No iban a matar a los raros. Sólo a aturdirlos, a provocarles una parálisis temporal. Muchos aún gritaban o soltaban quejidos tras caer al suelo, y continuaban haciéndolo mientras los soldados los arrastraban con la menor delicadeza posible hacia las enormes puertas en la parte trasera de los vehículos. Alguien las había abierto mientras Newt observaba el ataque, y al otro lado de las puertas había una celda cavernosa para los cautivos. Los soldados debían de haber comido un montón de carne y bebido un montón de leche, pues levantaban los cuerpos inertes y los lanzaban dentro de la oscuridad como si no fueran más que balas de heno.

—¿Qué demonios estás haciendo?

Newt oyó una voz, un tenso rasgueo de palabras, justo en su oído y soltó un chillido tan fuerte que supo que los soldados dejarían todo lo que estuvieran haciendo para ir a por él. Se dio la vuelta y vio a una mujer agachada a su lado, protegida por el poste caído, con un niño pequeño en brazos. Un niño de unos tres años.

Le había dado un vuelco el corazón al oír la voz. Era la primera vez que se asustaba desde que había ido al exterior, a pesar de todos los horrores que se producían a su alrededor. No le salieron las palabras para responder.

—Tienes que correr —insistió ella—. Hoy están haciendo un barrido de toda la maldita zona. ¿Te has quedado dormido o qué?

Newt negó con la cabeza, preguntándose por qué aquella señora se molestaba en decirle nada si tan importante creía que era salir de allí.

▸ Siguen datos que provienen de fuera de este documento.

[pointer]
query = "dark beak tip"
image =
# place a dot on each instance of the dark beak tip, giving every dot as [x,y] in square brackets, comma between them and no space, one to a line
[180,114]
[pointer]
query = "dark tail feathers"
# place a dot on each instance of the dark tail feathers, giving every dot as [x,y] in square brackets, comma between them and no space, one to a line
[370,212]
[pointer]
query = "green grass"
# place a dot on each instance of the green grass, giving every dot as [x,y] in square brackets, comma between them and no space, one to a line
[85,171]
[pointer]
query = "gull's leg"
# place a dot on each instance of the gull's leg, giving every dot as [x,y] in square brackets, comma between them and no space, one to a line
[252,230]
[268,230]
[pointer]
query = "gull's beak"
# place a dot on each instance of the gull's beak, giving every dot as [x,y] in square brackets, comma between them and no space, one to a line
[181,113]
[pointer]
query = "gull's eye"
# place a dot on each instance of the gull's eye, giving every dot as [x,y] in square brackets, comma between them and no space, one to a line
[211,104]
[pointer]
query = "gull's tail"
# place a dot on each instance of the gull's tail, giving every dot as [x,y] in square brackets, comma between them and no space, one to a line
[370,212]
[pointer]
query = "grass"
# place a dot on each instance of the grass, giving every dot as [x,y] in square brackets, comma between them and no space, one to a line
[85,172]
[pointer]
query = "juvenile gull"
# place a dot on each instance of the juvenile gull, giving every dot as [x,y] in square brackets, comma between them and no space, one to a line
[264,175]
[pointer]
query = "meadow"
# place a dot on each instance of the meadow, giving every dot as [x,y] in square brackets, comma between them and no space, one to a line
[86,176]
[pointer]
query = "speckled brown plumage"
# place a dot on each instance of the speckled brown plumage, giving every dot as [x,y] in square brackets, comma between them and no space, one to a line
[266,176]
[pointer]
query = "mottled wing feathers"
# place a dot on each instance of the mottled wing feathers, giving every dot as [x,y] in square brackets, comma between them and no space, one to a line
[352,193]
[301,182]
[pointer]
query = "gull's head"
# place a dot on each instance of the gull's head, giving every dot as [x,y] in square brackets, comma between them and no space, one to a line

Intentó pronunciar palabra, pero estaba sumido en ese aturdimiento que se apoderaba de él últimamente.

—¿Adónde los llevan? Creo que he visto un sitio desde el ice… Bueno, he oído hablar de un sitio donde tienen a los raros. Donde viven los raros. ¿Los llevan allí?

Ella gritó para que se la oyera por encima del alboroto:

—Quizá. Probablemente. Lo llaman el Palacio de los Raros. —La mujer tenía el pelo oscuro, la piel oscura y los ojos oscuros. Parecía tan brusca como Newt se sentía, pero al menos esos ojos mostraban cordura con una pizca de amabilidad añadida. El niño estaba más asustado que cualquier otra persona que él hubiera visto: cerraba los ojos con fuerza y rodeaba el cuello de su madre con los brazos como si fueran barras retorcidas de acero—. Por lo visto, hay personas inmunes al Destello. —Newt sintió que se enfurecía al oír la palabra «inmune», se puso de los nervios, pero guardó silencio mientras la mujer continuaba hablando—. Son lo bastante amables o lo bastante estúpidas, o simplemente cobran un montón de dinero de mierda por cuidarlos de alguna forma en el Palacio hasta que… ya sabes. Ya no se les puede cuidar más. Aunque he oído que ese sitio se está llenando y tal vez abandonen la idea. No me sorprendería lo más mínimo que esta redada terminase en las fosas del Destello.

Dijo las dos últimas palabras como si fuera algo que tuviera que conocer alguien con al menos la mitad del cerebro, una imagen que parecía apropiada para aquel nuevo mundo.

—¿Las fosas del Destello? —preguntó.

—¿Qué crees que es ese humo constante que sale en la parte este de la ciudad? —Su respuesta lo decía todo, aunque Newt no había advertido tal cosa—. Bueno, ¿vienes con nosotros o no?

—Voy con vosotros —contestó, pronunciando cada palabra sin pararse a pensar.

—Bien. El resto de la familia ha muerto y me vendrá bien ayuda.

Pese a la impresión que producían aquellas palabras, reconoció el motivo interesado por el que la mujer se había acercado a él; de lo contrario, habría sospechado que era una trampa. Iba a hacer una pregunta —no sabía aún exactamente qué, algo sobre quiénes eran y adónde iban—, pero ella ya se había dado la vuelta y se alejaba corriendo de donde los soldados todavía lanzaban cuerpos inmóviles con vida al interior de las furgonetas. Los lamentos y gritos de angustia se asemejaban a un campo lleno de niños moribundos.

Newt se cargó la mochila a los hombros, se ciñó las correas y notó cómo se le clavaba el lanzagranadas en la columna vertebral. Después emprendió la marcha tras su nueva amiga y el pequeño que llevaba aferrado al pecho.